Sinapsi: significato, origine ed esempi — Parola del giorno
Sinapsi è la parola del giorno: significato, origine ed esempi.

La parola del giorno è sinapsi: il punto in cui le cellule nervose comunicano e si scambiano informazioni.

Che cosa significa sinapsi?

In neurofisiologia una sinapsi è un contatto funzionale attraverso il quale un neurone trasmette un segnale a un’altra cellula. La cellula che invia il messaggio viene detta presinaptica, mentre quella che lo riceve è postsinaptica.

Le sinapsi collegano soprattutto neuroni tra loro, ma un neurone può comunicare anche con altre cellule, per esempio quelle muscolari.

Da dove viene?

La parola sinapsi deriva dal greco sýnapsis, che significa “collegamento” o “congiunzione”. A sua volta nasce da un verbo formato da elementi che esprimono le idee di “insieme” e “unire”.

L’origine della parola descrive quindi molto bene la sua funzione: creare un punto di collegamento tra cellule.

Come funziona?

Nelle sinapsi chimiche il neurone che invia il segnale libera molecole chiamate neurotrasmettitori. Queste attraversano un sottilissimo spazio, la fessura sinaptica, e si legano a recettori presenti sulla cellula successiva.

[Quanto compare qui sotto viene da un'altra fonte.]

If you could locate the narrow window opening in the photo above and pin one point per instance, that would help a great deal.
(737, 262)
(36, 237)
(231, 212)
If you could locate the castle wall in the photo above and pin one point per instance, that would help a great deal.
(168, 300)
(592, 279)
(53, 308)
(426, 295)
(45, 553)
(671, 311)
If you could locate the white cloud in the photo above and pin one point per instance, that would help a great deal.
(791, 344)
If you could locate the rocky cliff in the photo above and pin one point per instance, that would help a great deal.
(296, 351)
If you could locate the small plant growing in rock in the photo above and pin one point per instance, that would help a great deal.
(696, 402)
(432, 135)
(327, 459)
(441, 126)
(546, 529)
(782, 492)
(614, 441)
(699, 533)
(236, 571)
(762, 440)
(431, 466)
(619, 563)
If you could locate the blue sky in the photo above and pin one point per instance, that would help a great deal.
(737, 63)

Esistono anche sinapsi elettriche, nelle quali il segnale passa più direttamente tra cellule molto vicine e collegate.

Come si usa?

Ecco un esempio naturale:I neuroni comunicano tra loro attraverso moltissime sinapsi.

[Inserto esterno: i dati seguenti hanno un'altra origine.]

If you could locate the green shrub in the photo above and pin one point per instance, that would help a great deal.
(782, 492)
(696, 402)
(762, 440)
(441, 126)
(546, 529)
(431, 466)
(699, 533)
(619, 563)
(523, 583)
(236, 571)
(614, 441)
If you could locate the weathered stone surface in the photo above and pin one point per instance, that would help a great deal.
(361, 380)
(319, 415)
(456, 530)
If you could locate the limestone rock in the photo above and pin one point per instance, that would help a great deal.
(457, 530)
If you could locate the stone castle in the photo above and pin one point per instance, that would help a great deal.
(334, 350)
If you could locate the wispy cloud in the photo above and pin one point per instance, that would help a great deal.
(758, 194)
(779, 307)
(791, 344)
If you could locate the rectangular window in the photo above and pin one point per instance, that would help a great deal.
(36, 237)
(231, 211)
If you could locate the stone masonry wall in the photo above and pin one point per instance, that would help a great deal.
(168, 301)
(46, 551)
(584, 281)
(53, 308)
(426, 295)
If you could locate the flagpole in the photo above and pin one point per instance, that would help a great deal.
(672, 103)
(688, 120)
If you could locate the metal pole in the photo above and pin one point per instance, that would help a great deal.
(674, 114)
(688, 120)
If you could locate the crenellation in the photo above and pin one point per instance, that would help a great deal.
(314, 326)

Un altro esempio è:L’apprendimento coinvolge cambiamenti nell’attività e nella forza delle connessioni sinaptiche.

Singolare e plurale

Sinapsi è un nome femminile invariabile: si dice la sinapsi al singolare e le sinapsi al plurale. L’aggettivo collegato è sinaptico.

Una piccola curiosità

Nel cervello umano ci sono miliardi di neuroni e ciascuno può stabilire moltissime connessioni. Questa enorme rete di sinapsi permette di ricevere informazioni, controllare movimenti, formare pensieri, emozioni e ricordi.